Obispo de Chiclayo | Fuente: RPP Noticias | Fotógrafo: Henry Urpeque

El Obispo de la Diócesis de Chiclayo, Roberto Prevost, lamentó los últimos casos de violencia contra la mujer y feminicidio en la región Lambayeque y pidió a las autoridades locales y regionales un verdadero compromiso para combatir este flagelo.

El máximo representante de la Iglesia Católica en Lambayeque, dijo que este es un síntoma de una sociedad que sufre muchos problemas, muchas heridas y además refleja el poco, o casi nulo, trabajo de prevención en casos de violencia, que realizan las autoridades de turno.

“Estamos viendo con mayor frecuencia esta falta de respeto a la mujeres jóvenes, esposas, niñas. Algo va mal, algo está muy mal en nuestra sociedad, esto es una sociedad que sufre muchas heridas.

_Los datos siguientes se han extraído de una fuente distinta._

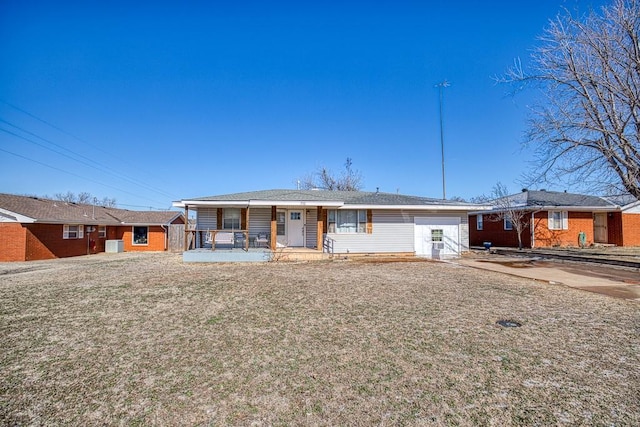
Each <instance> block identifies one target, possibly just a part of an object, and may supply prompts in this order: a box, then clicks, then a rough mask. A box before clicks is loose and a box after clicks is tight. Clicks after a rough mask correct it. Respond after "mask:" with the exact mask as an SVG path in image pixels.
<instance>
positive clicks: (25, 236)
mask: <svg viewBox="0 0 640 427" xmlns="http://www.w3.org/2000/svg"><path fill="white" fill-rule="evenodd" d="M26 236H27V229H26V228H24V227H23V226H22V224H18V223H15V222H7V223H0V261H2V262H7V261H25V254H26V244H27V237H26Z"/></svg>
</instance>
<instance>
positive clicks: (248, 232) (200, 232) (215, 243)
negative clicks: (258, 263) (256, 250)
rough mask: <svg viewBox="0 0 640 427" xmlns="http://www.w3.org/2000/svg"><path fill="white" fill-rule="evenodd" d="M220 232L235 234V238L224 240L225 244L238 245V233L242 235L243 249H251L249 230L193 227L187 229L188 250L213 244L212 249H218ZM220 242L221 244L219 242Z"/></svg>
mask: <svg viewBox="0 0 640 427" xmlns="http://www.w3.org/2000/svg"><path fill="white" fill-rule="evenodd" d="M218 233H229V234H231V235H232V236H233V240H229V241H226V239H225V241H224V243H225V244H232V245H233V247H236V243H237V241H239V240H240V239H237V236H238V235H242V239H241V240H242V249H244V250H245V251H247V250H249V239H250V237H249V230H212V229H198V228H193V229H189V230H185V234H186V236H185V240H186V241H187V248H186V249H187V250H190V249H200V248H204V247H205V246H207V245H209V244H211V250H214V251H215V249H216V235H217V234H218ZM218 244H221V243H220V242H218Z"/></svg>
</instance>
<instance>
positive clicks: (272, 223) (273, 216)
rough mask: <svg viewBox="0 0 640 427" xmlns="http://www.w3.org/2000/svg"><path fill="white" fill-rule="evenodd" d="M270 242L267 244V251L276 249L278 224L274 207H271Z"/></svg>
mask: <svg viewBox="0 0 640 427" xmlns="http://www.w3.org/2000/svg"><path fill="white" fill-rule="evenodd" d="M270 240H271V241H270V242H269V249H271V250H272V251H273V250H275V249H276V246H277V245H276V242H277V241H278V224H277V211H276V207H275V206H271V239H270Z"/></svg>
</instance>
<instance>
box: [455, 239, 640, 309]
mask: <svg viewBox="0 0 640 427" xmlns="http://www.w3.org/2000/svg"><path fill="white" fill-rule="evenodd" d="M513 251H515V253H517V255H518V256H513V255H501V253H509V251H504V252H502V251H500V250H495V251H494V250H492V251H491V253H489V252H488V251H471V253H470V254H469V255H465V256H464V257H462V258H460V259H458V260H456V261H455V262H456V263H457V264H460V265H463V266H467V267H472V268H479V269H483V270H490V271H496V272H500V273H504V274H510V275H513V276H518V277H524V278H529V279H534V280H540V281H544V282H547V283H550V284H562V285H565V286H569V287H572V288H577V289H582V290H585V291H589V292H596V293H600V294H605V295H609V296H611V297H616V298H623V299H627V300H634V301H638V302H640V260H639V261H638V262H637V263H636V261H635V259H634V257H635V253H631V254H619V255H613V256H612V255H611V254H608V255H606V256H607V257H610V258H611V259H613V260H616V259H618V260H623V261H625V262H630V263H631V264H629V265H637V267H624V268H622V267H619V266H615V265H611V264H609V263H607V264H605V263H603V255H599V256H598V255H594V254H589V253H587V252H582V253H580V254H579V255H580V257H579V258H578V261H579V262H577V261H576V259H575V258H576V257H577V255H576V254H573V253H566V254H562V253H561V252H560V250H552V251H554V252H553V253H552V254H551V255H553V256H550V255H549V254H547V255H546V256H545V254H541V253H540V251H533V250H523V251H518V250H517V249H514V250H513ZM636 251H638V250H637V249H636ZM545 252H546V251H545ZM568 259H570V261H567V260H568Z"/></svg>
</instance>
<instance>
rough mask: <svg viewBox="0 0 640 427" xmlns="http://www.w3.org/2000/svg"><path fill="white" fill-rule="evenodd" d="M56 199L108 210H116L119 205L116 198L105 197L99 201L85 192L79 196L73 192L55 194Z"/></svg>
mask: <svg viewBox="0 0 640 427" xmlns="http://www.w3.org/2000/svg"><path fill="white" fill-rule="evenodd" d="M54 199H56V200H61V201H63V202H67V203H79V204H85V205H91V204H93V205H96V206H104V207H107V208H115V207H116V205H117V203H116V199H114V198H109V197H104V198H103V199H102V200H98V198H97V197H94V196H93V195H91V193H87V192H85V191H83V192H81V193H78V194H77V195H76V194H75V193H73V192H71V191H67V192H66V193H56V194H54Z"/></svg>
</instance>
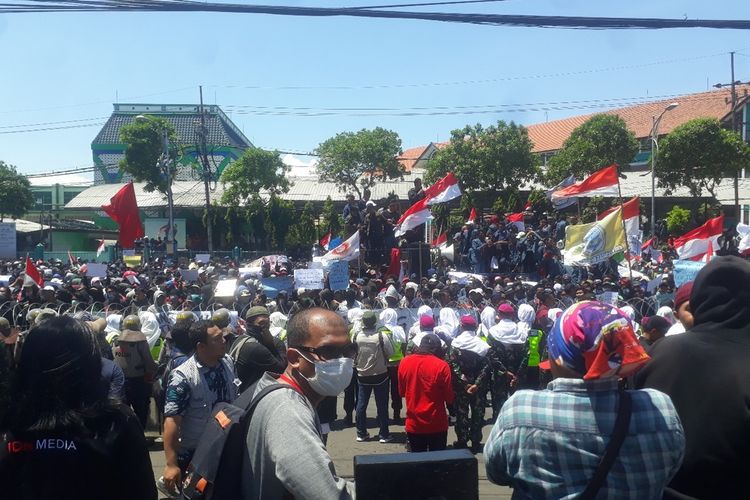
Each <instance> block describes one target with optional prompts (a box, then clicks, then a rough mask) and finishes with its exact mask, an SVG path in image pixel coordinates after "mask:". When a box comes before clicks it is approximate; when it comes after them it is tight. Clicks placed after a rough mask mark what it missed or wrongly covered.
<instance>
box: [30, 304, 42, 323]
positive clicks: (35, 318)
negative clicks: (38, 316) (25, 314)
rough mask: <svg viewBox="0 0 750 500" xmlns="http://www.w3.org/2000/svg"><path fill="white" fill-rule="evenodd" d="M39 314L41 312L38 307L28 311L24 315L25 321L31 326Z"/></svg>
mask: <svg viewBox="0 0 750 500" xmlns="http://www.w3.org/2000/svg"><path fill="white" fill-rule="evenodd" d="M40 312H42V310H41V309H39V308H38V307H35V308H34V309H30V310H29V312H27V313H26V321H28V322H29V324H30V325H33V324H34V321H36V317H37V316H39V313H40Z"/></svg>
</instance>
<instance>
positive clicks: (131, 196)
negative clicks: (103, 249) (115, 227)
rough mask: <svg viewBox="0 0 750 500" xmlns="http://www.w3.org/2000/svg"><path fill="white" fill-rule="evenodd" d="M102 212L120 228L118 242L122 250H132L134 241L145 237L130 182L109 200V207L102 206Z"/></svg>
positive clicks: (105, 205)
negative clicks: (104, 212) (115, 223)
mask: <svg viewBox="0 0 750 500" xmlns="http://www.w3.org/2000/svg"><path fill="white" fill-rule="evenodd" d="M102 210H104V212H105V213H106V214H107V215H109V216H110V217H111V218H112V220H113V221H115V222H116V223H117V226H118V227H119V228H120V235H119V238H118V242H119V243H120V246H121V247H122V248H133V246H134V243H135V240H136V239H137V238H143V236H144V235H145V232H144V231H143V225H142V224H141V217H140V215H139V214H138V203H137V202H136V200H135V190H134V189H133V183H132V182H128V183H127V184H125V185H124V186H123V187H122V189H120V190H119V191H118V192H117V193H115V195H114V196H113V197H112V198H111V199H110V200H109V205H102Z"/></svg>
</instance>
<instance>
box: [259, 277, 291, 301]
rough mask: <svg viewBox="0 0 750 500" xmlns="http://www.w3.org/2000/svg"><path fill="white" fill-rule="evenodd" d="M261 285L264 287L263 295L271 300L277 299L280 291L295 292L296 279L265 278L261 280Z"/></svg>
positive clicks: (260, 280) (284, 278)
mask: <svg viewBox="0 0 750 500" xmlns="http://www.w3.org/2000/svg"><path fill="white" fill-rule="evenodd" d="M260 284H261V286H262V287H263V293H265V294H266V297H268V298H269V299H275V298H276V296H277V295H278V294H279V292H280V291H282V290H284V291H286V292H291V291H292V290H294V277H292V276H276V277H273V278H263V279H261V280H260Z"/></svg>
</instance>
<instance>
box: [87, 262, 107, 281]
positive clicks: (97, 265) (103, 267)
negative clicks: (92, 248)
mask: <svg viewBox="0 0 750 500" xmlns="http://www.w3.org/2000/svg"><path fill="white" fill-rule="evenodd" d="M86 276H91V277H92V278H93V277H98V278H106V277H107V265H106V264H94V263H93V262H89V263H88V264H86Z"/></svg>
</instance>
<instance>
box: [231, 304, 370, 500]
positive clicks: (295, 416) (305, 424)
mask: <svg viewBox="0 0 750 500" xmlns="http://www.w3.org/2000/svg"><path fill="white" fill-rule="evenodd" d="M287 326H288V329H287V339H288V343H289V350H288V352H287V366H286V368H285V370H284V373H283V374H281V375H277V374H271V373H266V374H265V375H263V377H262V378H261V379H260V380H259V381H258V383H257V384H256V386H255V387H254V388H253V391H254V394H257V393H258V392H260V391H261V390H263V389H264V388H265V387H268V386H269V385H271V384H285V385H288V386H289V389H288V390H277V391H274V392H271V393H269V394H268V395H267V396H265V397H264V398H263V399H261V400H260V402H259V403H258V405H257V407H256V408H255V412H254V414H253V418H252V420H251V421H250V426H249V428H248V431H247V438H246V442H247V453H246V454H244V455H243V462H242V491H241V498H242V499H244V500H250V499H252V500H255V499H269V498H270V499H275V498H285V497H287V496H288V497H293V498H337V499H342V500H343V499H347V498H353V497H354V484H353V483H351V482H348V481H345V480H344V479H342V478H340V477H338V476H337V475H336V470H335V467H334V465H333V462H332V460H331V457H330V456H329V455H328V452H327V451H326V448H325V445H324V444H323V441H322V439H321V435H320V431H319V425H318V419H317V416H316V413H315V408H316V406H318V404H319V403H320V402H321V401H322V400H323V398H325V397H326V396H337V395H338V394H340V393H341V392H343V390H344V389H345V388H346V386H347V385H348V384H349V381H350V379H351V377H352V363H353V359H354V356H355V355H356V352H357V348H356V345H354V344H352V342H351V341H350V340H349V335H348V334H347V331H346V324H345V323H344V321H343V320H342V319H341V317H339V316H338V315H337V314H336V313H334V312H332V311H327V310H324V309H318V308H313V309H307V310H305V311H302V312H300V313H298V314H296V315H294V316H293V317H292V319H291V320H290V321H289V323H288V325H287Z"/></svg>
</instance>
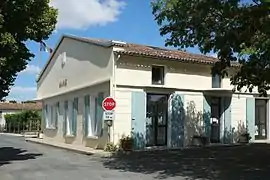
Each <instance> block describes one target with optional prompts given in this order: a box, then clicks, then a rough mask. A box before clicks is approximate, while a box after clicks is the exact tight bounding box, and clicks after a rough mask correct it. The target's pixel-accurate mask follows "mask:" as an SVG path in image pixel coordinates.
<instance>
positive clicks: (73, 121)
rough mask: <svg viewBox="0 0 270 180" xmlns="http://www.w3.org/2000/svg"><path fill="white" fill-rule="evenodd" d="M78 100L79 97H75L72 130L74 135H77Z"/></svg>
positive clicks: (72, 115)
mask: <svg viewBox="0 0 270 180" xmlns="http://www.w3.org/2000/svg"><path fill="white" fill-rule="evenodd" d="M78 101H79V99H78V98H74V101H73V109H72V132H73V135H74V136H76V135H77V116H78Z"/></svg>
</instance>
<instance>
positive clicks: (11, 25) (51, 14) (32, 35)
mask: <svg viewBox="0 0 270 180" xmlns="http://www.w3.org/2000/svg"><path fill="white" fill-rule="evenodd" d="M56 22H57V10H56V9H54V8H52V7H50V6H49V0H1V1H0V99H3V98H4V97H6V96H7V95H8V93H9V89H10V87H11V86H12V85H13V83H14V81H15V79H16V77H17V74H18V73H19V72H20V71H22V70H23V69H25V68H26V65H27V63H28V61H29V60H30V59H31V58H33V57H34V54H32V53H31V52H30V50H29V49H28V48H27V47H26V44H25V43H26V41H28V40H32V41H36V42H41V41H42V40H46V39H48V38H49V35H50V34H51V33H52V32H53V30H54V29H55V25H56Z"/></svg>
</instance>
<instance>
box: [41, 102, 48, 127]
mask: <svg viewBox="0 0 270 180" xmlns="http://www.w3.org/2000/svg"><path fill="white" fill-rule="evenodd" d="M47 106H48V105H47V104H45V105H43V110H42V111H43V112H42V129H43V130H44V129H46V123H47V109H48V107H47Z"/></svg>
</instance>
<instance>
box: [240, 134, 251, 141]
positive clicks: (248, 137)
mask: <svg viewBox="0 0 270 180" xmlns="http://www.w3.org/2000/svg"><path fill="white" fill-rule="evenodd" d="M250 139H251V138H250V136H249V133H244V134H241V135H240V137H239V143H249V140H250Z"/></svg>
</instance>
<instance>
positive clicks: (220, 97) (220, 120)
mask: <svg viewBox="0 0 270 180" xmlns="http://www.w3.org/2000/svg"><path fill="white" fill-rule="evenodd" d="M214 98H215V99H216V100H217V101H218V102H217V103H215V105H217V106H218V107H217V109H218V116H219V117H218V119H217V120H218V127H219V128H218V139H217V141H214V142H211V143H220V142H221V131H222V126H223V122H222V121H223V119H224V118H223V115H224V107H223V106H224V105H223V103H224V101H223V100H222V99H223V98H222V96H211V97H210V108H211V119H212V118H213V117H212V116H213V115H212V113H213V111H212V110H213V109H212V102H213V101H212V100H213V99H214ZM210 123H211V131H210V140H211V141H213V140H214V139H212V124H213V122H210Z"/></svg>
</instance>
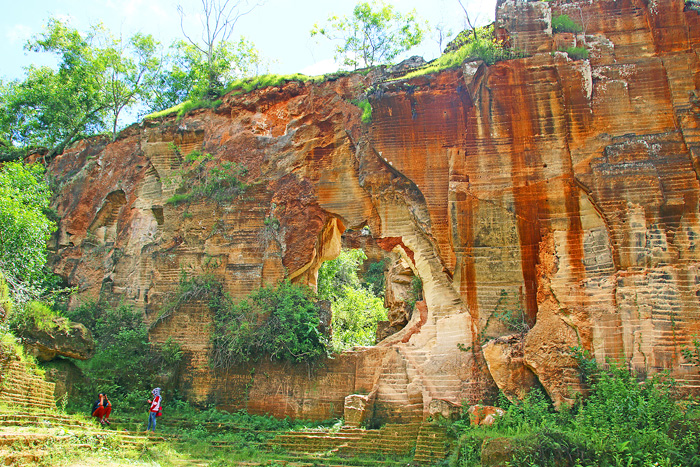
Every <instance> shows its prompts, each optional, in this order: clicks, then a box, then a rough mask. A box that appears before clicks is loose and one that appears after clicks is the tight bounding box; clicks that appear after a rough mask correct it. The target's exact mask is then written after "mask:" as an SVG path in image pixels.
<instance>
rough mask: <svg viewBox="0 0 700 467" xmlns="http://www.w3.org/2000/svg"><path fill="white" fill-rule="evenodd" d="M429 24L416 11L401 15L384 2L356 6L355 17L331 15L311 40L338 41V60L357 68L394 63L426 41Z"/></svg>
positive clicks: (352, 13)
mask: <svg viewBox="0 0 700 467" xmlns="http://www.w3.org/2000/svg"><path fill="white" fill-rule="evenodd" d="M426 30H427V23H425V22H423V21H421V20H420V19H419V18H418V16H417V15H416V12H415V10H412V11H410V12H409V13H406V14H402V13H400V12H398V11H396V10H395V9H394V7H393V6H392V5H387V4H386V3H384V2H383V1H381V0H380V1H373V2H371V3H370V2H362V3H358V4H357V5H355V8H354V9H353V12H352V16H351V17H350V18H348V17H347V16H335V15H333V16H330V17H329V18H328V20H327V21H326V25H325V26H319V25H318V24H316V25H314V27H313V28H312V29H311V37H314V36H317V35H320V36H323V37H326V38H327V39H330V40H332V41H335V42H338V45H337V46H336V54H335V59H336V60H342V62H343V64H344V65H346V66H350V67H353V68H355V69H357V68H359V67H360V66H364V67H370V66H374V65H379V64H386V63H391V62H392V61H393V60H394V59H395V58H396V57H397V56H398V55H400V54H401V53H403V52H406V51H408V50H410V49H411V48H413V47H414V46H416V45H418V44H420V43H421V42H422V41H423V38H424V35H425V32H426Z"/></svg>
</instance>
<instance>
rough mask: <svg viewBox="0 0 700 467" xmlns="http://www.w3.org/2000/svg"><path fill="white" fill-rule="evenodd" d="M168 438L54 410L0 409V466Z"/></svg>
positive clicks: (45, 461) (133, 446) (17, 463)
mask: <svg viewBox="0 0 700 467" xmlns="http://www.w3.org/2000/svg"><path fill="white" fill-rule="evenodd" d="M167 439H170V437H167V438H166V437H163V436H154V435H150V436H149V435H144V434H141V433H135V432H128V431H117V430H110V429H104V428H102V427H98V425H97V423H96V422H94V421H85V420H81V419H79V418H77V417H71V416H68V415H64V414H60V413H56V412H48V411H43V412H40V411H31V410H28V409H24V410H21V411H15V410H12V409H4V410H2V411H0V465H25V464H33V463H39V464H45V463H46V462H50V460H51V455H52V454H54V453H56V452H61V451H63V450H69V451H72V452H74V451H78V450H83V451H98V450H100V449H101V448H102V447H103V446H120V447H124V448H133V449H138V450H142V449H143V448H144V446H145V445H146V444H147V443H152V442H154V441H164V440H167Z"/></svg>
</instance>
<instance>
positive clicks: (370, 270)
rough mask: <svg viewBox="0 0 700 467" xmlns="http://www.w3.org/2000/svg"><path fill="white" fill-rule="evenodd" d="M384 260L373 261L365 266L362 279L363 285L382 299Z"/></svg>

Tenemos que pararnos un poco y preguntarnos qué podemos hacer para cambiar esta situación", enfatizó.

Pobreza como factor

Prevost dijo que una de las causas de este problema es la pobreza extrema que creció en los últimos años en la región, ya que la falta de políticas públicas eficaces, para luchar por los más indefensos, generó un clima propicio para que los abusos se incrementen en nuestra sociedad.

“Si se hace poco por atender la pobreza, también es poco lo que se hace en promover el respeto a la dignidad humana, la defensa de las niñas, adolescentes, pobladores indefensos que están esperando la ayuda de todos”, agregó.

Responsabilidad de las familias

También atribuyó responsabilidad a las familias que forman mal a sus niños y poco a poco van perdiendo valores y el amor por las cosas de Dios.

“Una familia bien constituida, donde un niño aprende a respetar a una mujer, será una garantía de un ciudadano sin violencia, pero si no hay valores, respeto y fe en Dios, es difícil; allí vienen los problemas. Hay que promover la justicia en todos los campos, el educativo, familiar, etc.”, dijo finalmente.

Estas declaraciones las brindó desde el penal de Chiclayo, a donde llegó para oficiar una misa y participar de una procesión junto a la patrona del penal, Nuestra Señora de la Paz.